The Great Lakes Regional office of the National Climate Prediction center is out with their winter forecast. They're buying into a strong El Nino, which more often than not, produces milder than normal conditions during winter, especially in the Great Lakes region, which includes northern Indiana and Michigan.
Even Environment Canada is forecasting above-normal temperatures for December through February for the Canadian side of the Great Lakes basin. The U.S. Great Lakes region should see less precipitation than normal, although the signal is less clear in Canada.
All this combines to mean that if you enjoy snowmobiling, you better have a good pickup, a good trailer and lots of gas – you may be heading farther north than usual this winter.

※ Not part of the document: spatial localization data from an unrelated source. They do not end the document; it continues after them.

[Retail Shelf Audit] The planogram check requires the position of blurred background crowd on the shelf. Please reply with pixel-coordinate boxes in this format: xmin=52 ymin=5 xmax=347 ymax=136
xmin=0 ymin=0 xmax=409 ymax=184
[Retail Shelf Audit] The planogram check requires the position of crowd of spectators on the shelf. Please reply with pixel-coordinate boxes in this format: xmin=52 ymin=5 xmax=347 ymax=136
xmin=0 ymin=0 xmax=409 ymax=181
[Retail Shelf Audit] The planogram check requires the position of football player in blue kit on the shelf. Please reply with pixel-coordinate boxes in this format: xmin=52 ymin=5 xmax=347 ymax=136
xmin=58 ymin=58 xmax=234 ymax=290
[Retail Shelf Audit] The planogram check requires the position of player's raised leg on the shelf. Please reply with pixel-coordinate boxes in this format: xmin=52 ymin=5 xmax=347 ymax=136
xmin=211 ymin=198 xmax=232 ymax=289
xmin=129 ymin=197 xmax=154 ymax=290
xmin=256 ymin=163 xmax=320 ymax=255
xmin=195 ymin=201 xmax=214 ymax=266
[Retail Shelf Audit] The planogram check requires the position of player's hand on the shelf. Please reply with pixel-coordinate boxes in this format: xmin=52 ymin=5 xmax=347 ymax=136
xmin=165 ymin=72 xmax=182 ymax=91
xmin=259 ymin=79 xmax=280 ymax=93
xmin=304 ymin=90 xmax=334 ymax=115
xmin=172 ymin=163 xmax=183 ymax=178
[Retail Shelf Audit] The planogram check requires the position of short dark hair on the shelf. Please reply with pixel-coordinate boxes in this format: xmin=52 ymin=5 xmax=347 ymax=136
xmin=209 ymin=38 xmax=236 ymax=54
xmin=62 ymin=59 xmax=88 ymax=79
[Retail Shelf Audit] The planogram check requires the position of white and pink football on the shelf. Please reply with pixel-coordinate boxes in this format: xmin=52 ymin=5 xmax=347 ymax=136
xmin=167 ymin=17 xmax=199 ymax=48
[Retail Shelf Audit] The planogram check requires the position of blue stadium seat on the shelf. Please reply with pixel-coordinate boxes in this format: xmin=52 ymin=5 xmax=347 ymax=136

Reduced winter recreational activities is one of the downsides of a typical El Nino winter. On the other hand, there are pluses if you live here. They include lower heating bills, less time spent pushing snow and increased retail sales. People are more likely to be out and about when they don't have to fight snow and ice on the roads as often.
If this forecast proves accurate, ice cover on the Great Lakes should be less than normal. Ice cover could be minimal in most places.
An El Nino is all about warmer sea surface temperatures in certain parts of the Pacific Ocean. These temperature variations affect barometric pressure, which in turn impacts circulation patterns aloft. These circulation patterns impact storm tracks and determine whether and where winter storms that might develop are most likely to occur. This appears to be a year where they won't be occurring in the Great Lakes region. The pattern is expected to extend into not only northern Indiana, but likely most of the way down the Hoosier state. The southern portion of Indiana may see more normal conditions.
Put another way, southern residents in Indiana may have equal odds of seeing either more, normal, or less snow than normal. And usually there is much less snow in southern Indiana than in northern Indiana anyway.